Speaking at the Port of Baltimore on Nov. 10, President Joe Biden touted the now passed $1 trillion infrastructure bill as a “once-in-a-generation investment” designed to help us push past the COVID-19 pandemic. The $17 billion earmarked specifically for port improvements is welcome news as on Nov. 15, the day the bill was signed, 90 container ships carrying goods valued at $85 billion were still waiting to dock off the coast of California.
Throughout the pandemic, the transportation infrastructure and labor supply for the East Coast and the Mid-Atlantic specifically have demonstrated efficiency and productivity. The two main ports — the Port of Virginia and Port of Baltimore — processed record container volumes of imports and exports through cargo ship, rail and barge at record “turn times” of under one hour, meeting and overcoming many of the challenges within the supply chain.
Connecting the dots
As we approach the 2021 gift-giving season and beyond, it is crucial to focus on the “why I should care” factor. The Port of Virginia for example, which by 2024 will be the only 55-foot-deep port on the East Coast, experiences cargo movements that occur 64 percent by truck, which is nearly double the next most-used mode (34 percent by rail).

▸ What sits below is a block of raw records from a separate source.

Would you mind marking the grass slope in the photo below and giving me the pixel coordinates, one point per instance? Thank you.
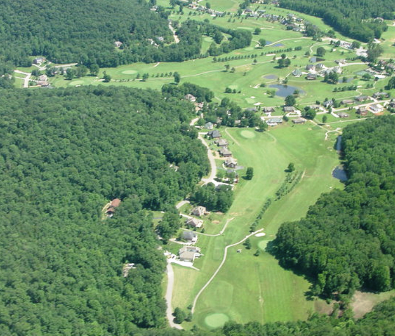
(268, 293)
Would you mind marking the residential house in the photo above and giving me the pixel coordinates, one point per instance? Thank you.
(43, 81)
(231, 162)
(289, 109)
(39, 60)
(268, 109)
(113, 205)
(194, 222)
(225, 152)
(380, 95)
(299, 121)
(199, 211)
(311, 77)
(376, 108)
(209, 126)
(343, 115)
(189, 236)
(328, 103)
(362, 111)
(297, 73)
(315, 107)
(361, 98)
(214, 134)
(190, 97)
(126, 268)
(274, 121)
(221, 142)
(189, 253)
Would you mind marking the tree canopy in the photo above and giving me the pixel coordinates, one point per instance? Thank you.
(64, 154)
(347, 240)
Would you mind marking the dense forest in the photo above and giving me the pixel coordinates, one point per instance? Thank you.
(351, 17)
(347, 240)
(85, 32)
(379, 322)
(64, 154)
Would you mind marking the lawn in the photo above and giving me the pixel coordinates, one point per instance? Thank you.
(269, 293)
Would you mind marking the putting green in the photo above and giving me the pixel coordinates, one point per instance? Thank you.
(262, 244)
(247, 134)
(216, 320)
(129, 72)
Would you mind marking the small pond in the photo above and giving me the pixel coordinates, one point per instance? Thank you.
(339, 174)
(285, 90)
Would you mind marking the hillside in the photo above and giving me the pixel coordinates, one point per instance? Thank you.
(64, 154)
(350, 17)
(77, 31)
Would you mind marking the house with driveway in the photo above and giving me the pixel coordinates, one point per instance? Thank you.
(189, 253)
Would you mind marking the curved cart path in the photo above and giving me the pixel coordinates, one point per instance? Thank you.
(169, 295)
(219, 267)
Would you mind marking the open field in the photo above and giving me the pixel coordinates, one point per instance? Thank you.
(248, 74)
(269, 293)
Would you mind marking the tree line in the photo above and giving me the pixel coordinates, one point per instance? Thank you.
(64, 154)
(347, 240)
(350, 17)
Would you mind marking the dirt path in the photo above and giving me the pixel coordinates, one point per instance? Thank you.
(169, 295)
(213, 172)
(302, 37)
(219, 268)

The rest is transported by barge via the Richmond Marine terminal.
This correlates almost perfectly with the federal infrastructure funding that will occur in the Mid-Atlantic over the next five years. Sixty seven percent (or $12.2 billion) is earmarked for transportation improvements, including $1.1 billion for bridges and $1.9 billion for waterway infrastructure to aid our ports. This will drive efficiency in the movement of goods from the ports to warehouses to wholesalers/retailers, as well as on a direct-to-consumer/last-mile delivery basis.
As the cost of warehouse space represents only 8 percent to 10 percent of every dollar spent along the supply chain, the bill’s $18 billion allocation to the Mid-Atlantic ($8.7 billion to Virginia, $6.3 billion to Maryland and $3 billion to Washington, D.C.) creates the perfect alignment of interests with employers and the all-important labor, from truck drivers to warehouse employees.
The bill provides a catalyst for investors and lenders making capital allocation and investment decisions regarding the Mid-Atlantic industrial based upon how they anticipate it will perform for the next 10 to 20 years, and the response to date is that the Mid-Atlantic is a fortress industrial investment market for institutional capital.
Snapshot of a region
Like most industrial markets nationally, the low single-digit vacancy experienced in most developed industrial markets exists throughout every node of the nearly 500 million-square-foot Mid-Atlantic (Maryland, Virginia, West Virginia and Washington, D.C.,) industrial market, with the Hampton Roads region boasting a 1.9 percent vacancy rate, according to JLL research.
Favorable, yet still challenging labor availability and transportation dynamics, which comprises $0.90 of every supply dollar spent, remain the primary drivers for the favorable performance the of Mid-Atlantic industrial market.
The events of the last 18 months speak to the resilience and future of many industrial markets. The still-lasting effects of breaks and inefficiencies in the supply chain have demonstrated why numerous Fortune 500 companies, which leverage the ability to reach 40 percent of the U.S. population within a one-day truck trip, have relocated to or expanded within the Mid-Atlantic.
While past performance is no indication of future results as the saying goes, we believe that the best is yet to come for Mid-Atlantic industrial.